Affinage

MCCC1

Methylcrotonoyl-CoA carboxylase subunit alpha, mitochondrial · UniProt Q96RQ3

Round 2 corrected
Length
725 aa
Mass
80.5 kDa
Annotated
2026-04-28
52 papers in source corpus 9 papers cited in narrative 9 extracted findings

Mechanistic narrative

Synthesis pass · prose summary of the discoveries below

MCCC1 encodes the biotin-containing alpha subunit of the mitochondrial 3-methylcrotonyl-CoA carboxylase (MCC) holoenzyme, which catalyzes a biotin-dependent carboxylation step essential for leucine catabolism. The protein harbors a mitochondrial targeting signal, a biotin carboxylase domain, and a biotin-carrier protein domain, and is highly expressed in mitochondria-rich tissues such as heart, skeletal muscle, kidney, and liver (PMID:11406611, PMID:11401427). Loss-of-function mutations in MCCC1 abolish MCC enzyme activity and cause 3-methylcrotonyl-CoA carboxylase deficiency, a Mendelian organic aciduria, with the crystal structure of the holoenzyme providing a molecular framework for understanding pathogenic variants (PMID:14680978, PMID:22869039). Beyond its metabolic role, MCCC1 physically interacts with the pro-apoptotic protein Bad to stabilize it and regulate mitochondrial apoptotic signaling, and serves as a direct binding target of regulatory lncRNAs (lncBADR, AABR07005593.1) that modulate BCAA degradation and NF-κB-driven inflammation (PMID:37805164, PMID:41013574, PMID:34619471).

Mechanistic history

Synthesis pass · year-by-year structured walk · 8 steps
  1. 2001 High

    Cloning of MCCC1 established the molecular identity of the biotin-containing alpha subunit of MCC and linked mutations directly to loss of enzyme activity, resolving the genetic basis of MCC deficiency.

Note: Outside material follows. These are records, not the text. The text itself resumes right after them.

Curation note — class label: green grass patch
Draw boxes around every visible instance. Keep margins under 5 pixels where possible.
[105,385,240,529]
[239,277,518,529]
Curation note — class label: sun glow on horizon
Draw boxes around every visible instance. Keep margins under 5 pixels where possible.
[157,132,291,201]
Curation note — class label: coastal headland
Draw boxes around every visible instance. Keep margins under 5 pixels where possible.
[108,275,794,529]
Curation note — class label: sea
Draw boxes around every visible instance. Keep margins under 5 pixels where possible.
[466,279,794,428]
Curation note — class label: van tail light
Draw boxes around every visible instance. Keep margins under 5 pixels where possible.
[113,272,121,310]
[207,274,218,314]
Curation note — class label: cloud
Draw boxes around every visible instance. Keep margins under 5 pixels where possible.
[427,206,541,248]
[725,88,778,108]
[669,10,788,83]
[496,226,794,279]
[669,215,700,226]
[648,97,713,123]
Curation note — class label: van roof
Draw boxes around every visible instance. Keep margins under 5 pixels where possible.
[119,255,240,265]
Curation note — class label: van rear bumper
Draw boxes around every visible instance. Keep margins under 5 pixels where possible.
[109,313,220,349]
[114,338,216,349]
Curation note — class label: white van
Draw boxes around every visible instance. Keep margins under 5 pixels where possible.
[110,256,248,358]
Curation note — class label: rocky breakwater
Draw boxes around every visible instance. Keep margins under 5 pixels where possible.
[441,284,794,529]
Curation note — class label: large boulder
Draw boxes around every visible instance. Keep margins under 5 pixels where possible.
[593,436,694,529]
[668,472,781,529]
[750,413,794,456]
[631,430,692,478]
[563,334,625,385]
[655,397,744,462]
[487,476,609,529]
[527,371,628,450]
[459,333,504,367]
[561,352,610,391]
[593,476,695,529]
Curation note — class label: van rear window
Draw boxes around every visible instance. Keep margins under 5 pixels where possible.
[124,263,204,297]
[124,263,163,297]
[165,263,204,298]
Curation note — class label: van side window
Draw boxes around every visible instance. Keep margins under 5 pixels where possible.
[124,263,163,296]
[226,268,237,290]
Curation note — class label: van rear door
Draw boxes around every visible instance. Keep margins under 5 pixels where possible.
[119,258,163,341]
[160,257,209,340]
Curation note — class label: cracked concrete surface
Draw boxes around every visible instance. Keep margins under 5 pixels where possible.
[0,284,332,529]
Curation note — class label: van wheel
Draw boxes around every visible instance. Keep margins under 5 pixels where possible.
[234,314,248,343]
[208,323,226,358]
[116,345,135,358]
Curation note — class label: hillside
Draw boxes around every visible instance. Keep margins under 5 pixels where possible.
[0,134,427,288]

    Evidence cDNA cloning, chromosomal mapping, and enzyme activity assays in patient fibroblasts carrying compound heterozygous mutations

    PMID:11401427 PMID:11406611

    Open questions at the time
    • Three-dimensional structure of the holoenzyme not yet determined
    • Spectrum of pathogenic alleles and genotype-phenotype correlations incomplete
    • No reconstitution of purified recombinant holoenzyme to measure kinetics
  2. 2003 High

    Functional expression of disease-associated missense mutations in MCC-deficient fibroblasts confirmed their pathogenicity by demonstrating null or severely reduced carboxylase activity, validating the causal link between specific MCCC1 residues and catalytic function.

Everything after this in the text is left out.